Hi @twidddj, thanks for sharing your work!
I am assuming you trained the wavenet vocoder on ground truth mels? Did you try training it on ground truth aligned samples generated with the Tacotron ( r > 1 ) model?
In best cases the wavenet will learn to map mels correctly despite the noise in them. If it doesn't work, we'll try figuring out why attention isn't working with r=1. (Have not tested it yet, I get my gpu this week so I'll tell you how it goes)
Hi @Rayhane-mamah, welcome!
Yes, you are right. It has trained on ground truth mels not GTA. I have not tested it yet and have a plan to do it using @keithito's pretrained model(r=5) in next week. If you tell me how it goes on, it must be very helpful to me. We would get an achievement while we are at it.

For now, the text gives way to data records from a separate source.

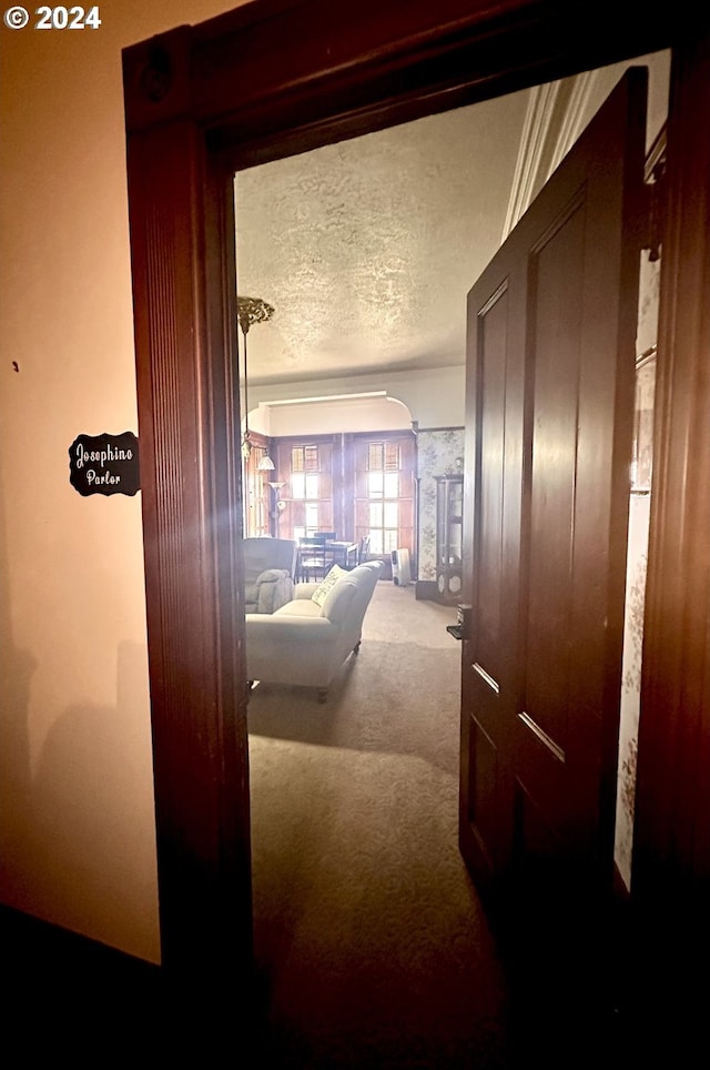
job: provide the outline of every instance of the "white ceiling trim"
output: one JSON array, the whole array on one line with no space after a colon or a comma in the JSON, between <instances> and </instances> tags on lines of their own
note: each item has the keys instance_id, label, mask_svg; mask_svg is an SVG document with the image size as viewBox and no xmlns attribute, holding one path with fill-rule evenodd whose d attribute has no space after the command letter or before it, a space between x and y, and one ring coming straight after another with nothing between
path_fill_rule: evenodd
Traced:
<instances>
[{"instance_id":1,"label":"white ceiling trim","mask_svg":"<svg viewBox=\"0 0 710 1070\"><path fill-rule=\"evenodd\" d=\"M532 201L545 160L545 148L555 115L559 88L560 82L548 82L530 90L501 242L506 240Z\"/></svg>"},{"instance_id":2,"label":"white ceiling trim","mask_svg":"<svg viewBox=\"0 0 710 1070\"><path fill-rule=\"evenodd\" d=\"M597 81L597 71L585 71L575 78L546 180L559 166L587 125Z\"/></svg>"}]
</instances>

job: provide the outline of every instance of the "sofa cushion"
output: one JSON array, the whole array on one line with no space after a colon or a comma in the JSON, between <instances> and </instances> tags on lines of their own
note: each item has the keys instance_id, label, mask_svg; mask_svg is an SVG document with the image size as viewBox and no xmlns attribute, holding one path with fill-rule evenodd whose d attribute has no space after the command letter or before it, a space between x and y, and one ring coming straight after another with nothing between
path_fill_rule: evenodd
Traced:
<instances>
[{"instance_id":1,"label":"sofa cushion","mask_svg":"<svg viewBox=\"0 0 710 1070\"><path fill-rule=\"evenodd\" d=\"M323 608L325 599L327 598L331 589L335 586L341 576L347 575L349 575L349 573L347 573L345 568L341 568L339 565L333 565L328 574L321 581L318 586L311 595L316 606L321 606L321 608Z\"/></svg>"},{"instance_id":2,"label":"sofa cushion","mask_svg":"<svg viewBox=\"0 0 710 1070\"><path fill-rule=\"evenodd\" d=\"M321 615L339 627L349 612L357 587L357 581L354 581L348 572L338 576L336 583L333 584L325 596Z\"/></svg>"}]
</instances>

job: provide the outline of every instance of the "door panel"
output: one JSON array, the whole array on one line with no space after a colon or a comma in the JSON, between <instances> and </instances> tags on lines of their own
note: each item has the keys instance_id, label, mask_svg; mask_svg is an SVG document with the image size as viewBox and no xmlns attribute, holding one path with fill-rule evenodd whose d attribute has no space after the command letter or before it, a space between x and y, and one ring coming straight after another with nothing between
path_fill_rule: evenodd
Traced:
<instances>
[{"instance_id":1,"label":"door panel","mask_svg":"<svg viewBox=\"0 0 710 1070\"><path fill-rule=\"evenodd\" d=\"M611 889L646 87L468 296L460 847L504 925L562 942Z\"/></svg>"}]
</instances>

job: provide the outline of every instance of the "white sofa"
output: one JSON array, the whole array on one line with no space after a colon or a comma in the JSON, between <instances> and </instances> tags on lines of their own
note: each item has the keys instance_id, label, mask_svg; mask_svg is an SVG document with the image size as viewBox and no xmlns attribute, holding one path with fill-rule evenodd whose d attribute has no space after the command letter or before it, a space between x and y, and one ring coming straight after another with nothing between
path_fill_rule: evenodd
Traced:
<instances>
[{"instance_id":1,"label":"white sofa","mask_svg":"<svg viewBox=\"0 0 710 1070\"><path fill-rule=\"evenodd\" d=\"M297 543L292 538L242 539L244 612L273 613L293 598Z\"/></svg>"},{"instance_id":2,"label":"white sofa","mask_svg":"<svg viewBox=\"0 0 710 1070\"><path fill-rule=\"evenodd\" d=\"M349 572L335 566L337 578L327 594L322 584L296 584L294 598L275 613L247 613L250 682L315 687L318 701L326 701L328 686L341 666L359 650L365 610L382 567L378 561Z\"/></svg>"}]
</instances>

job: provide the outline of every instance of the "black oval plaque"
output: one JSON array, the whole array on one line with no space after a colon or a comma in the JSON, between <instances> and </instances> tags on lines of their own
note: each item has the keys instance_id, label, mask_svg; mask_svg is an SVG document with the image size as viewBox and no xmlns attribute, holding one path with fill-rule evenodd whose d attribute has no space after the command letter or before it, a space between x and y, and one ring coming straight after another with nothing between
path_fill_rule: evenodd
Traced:
<instances>
[{"instance_id":1,"label":"black oval plaque","mask_svg":"<svg viewBox=\"0 0 710 1070\"><path fill-rule=\"evenodd\" d=\"M122 435L79 435L69 447L69 482L89 494L135 494L140 489L138 438Z\"/></svg>"}]
</instances>

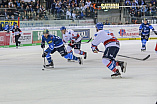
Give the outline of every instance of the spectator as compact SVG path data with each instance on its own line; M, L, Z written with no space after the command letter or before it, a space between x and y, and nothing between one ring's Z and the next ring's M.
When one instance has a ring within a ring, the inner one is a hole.
M89 7L86 8L86 17L90 17L91 16L91 12Z
M15 18L14 18L14 15L11 15L11 19L12 19L12 20L14 20L14 19L15 19Z
M120 21L120 22L118 23L118 25L122 25L122 22Z
M24 0L22 0L21 5L23 5L24 9L26 9L26 4L25 4Z
M86 7L86 8L89 7L90 4L91 4L91 1L90 1L90 0L86 0L86 5L85 5L85 7Z
M136 6L138 4L135 2L135 0L133 0L133 2L131 3L132 9L136 10Z
M76 19L76 13L75 13L75 11L73 11L73 13L72 13L72 18L73 18L73 20Z
M9 7L14 7L12 0L9 0L8 6Z
M7 17L5 17L5 19L6 19L6 20L9 20L9 19L10 19L10 16L9 16L9 15L7 15Z
M128 21L126 21L126 22L125 22L125 24L129 24L129 22L128 22Z
M153 3L156 3L156 0L151 0L150 3L153 5Z
M125 0L125 5L126 5L126 6L130 6L130 5L131 5L130 0Z
M145 5L145 0L138 0L139 5Z
M71 19L71 11L70 11L70 9L68 9L68 11L66 12L66 19Z
M134 17L135 16L135 9L132 9L132 7L130 7L130 15L131 17Z
M13 29L13 27L12 27L11 23L6 24L6 26L5 26L5 28L4 28L4 30L7 31L8 33L9 33L10 31L12 31L12 29Z
M3 27L1 23L0 23L0 31L3 31Z
M4 9L3 15L4 15L5 17L7 17L7 15L8 15L7 9Z
M110 25L110 23L108 22L108 20L106 20L105 25Z
M28 21L27 17L24 17L23 21Z
M20 0L16 1L16 5L17 5L17 8L20 8L20 6L21 6Z

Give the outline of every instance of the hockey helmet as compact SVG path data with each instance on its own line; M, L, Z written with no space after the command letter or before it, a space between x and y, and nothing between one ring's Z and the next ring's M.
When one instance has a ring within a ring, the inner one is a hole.
M147 18L144 18L144 21L147 21L148 19Z
M66 30L66 28L64 27L64 26L62 26L61 28L60 28L60 30L62 31L62 30Z
M97 28L98 30L103 30L103 23L98 22L98 23L96 24L96 28Z
M43 31L43 34L49 34L49 30L48 30L48 29L45 29L45 30Z

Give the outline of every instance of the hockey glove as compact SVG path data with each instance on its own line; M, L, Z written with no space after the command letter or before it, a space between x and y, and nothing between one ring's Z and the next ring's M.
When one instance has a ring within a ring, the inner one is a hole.
M69 46L73 46L73 45L74 45L74 40L71 40Z
M42 57L46 57L46 55L47 55L47 52L44 52L44 53L42 54Z
M142 35L142 31L139 31L139 36L141 36Z
M157 35L157 31L154 31L155 35Z
M94 53L98 53L98 52L99 52L99 49L98 49L97 46L92 45L91 48L92 48L92 51L93 51Z
M41 42L41 48L45 48L45 43Z

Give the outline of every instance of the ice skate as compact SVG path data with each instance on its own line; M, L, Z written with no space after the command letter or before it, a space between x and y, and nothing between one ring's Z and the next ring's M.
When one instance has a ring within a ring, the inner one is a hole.
M75 62L75 60L67 59L68 62Z
M87 58L87 52L85 52L85 54L84 54L84 59L86 59Z
M118 62L118 64L119 64L119 66L121 67L121 71L122 71L123 73L125 73L125 72L126 72L127 63L124 62L124 61L117 61L117 62Z
M142 48L141 48L141 51L142 51L142 52L146 51L146 47L142 47Z
M78 62L79 62L79 64L81 65L81 64L83 64L83 60L82 60L82 58L81 57L78 57Z
M21 45L21 42L19 42L19 46Z
M122 78L119 70L117 70L114 74L111 75L112 78Z
M44 68L54 68L53 61L47 65L44 65Z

We have tried some works for this issue.
- Tested Rayhane-mamah's Tacotron-2 with r=1. It's attention works and the intelligibility of TTS remarkably improved compared to previous version. However there is another issue reported by him. We believe the problem would be solved soon. Thanks!
- Tested our vocoder on the mel spectrograms computed through the same method as Tacotron2 paper( 2048 fft_size, 300 hop_size, 1300 window_size on 24K sample rate). Although it seems to require more training steps(over 1000K) than r9y9's setting, it works too. Thanks to @Ondal90!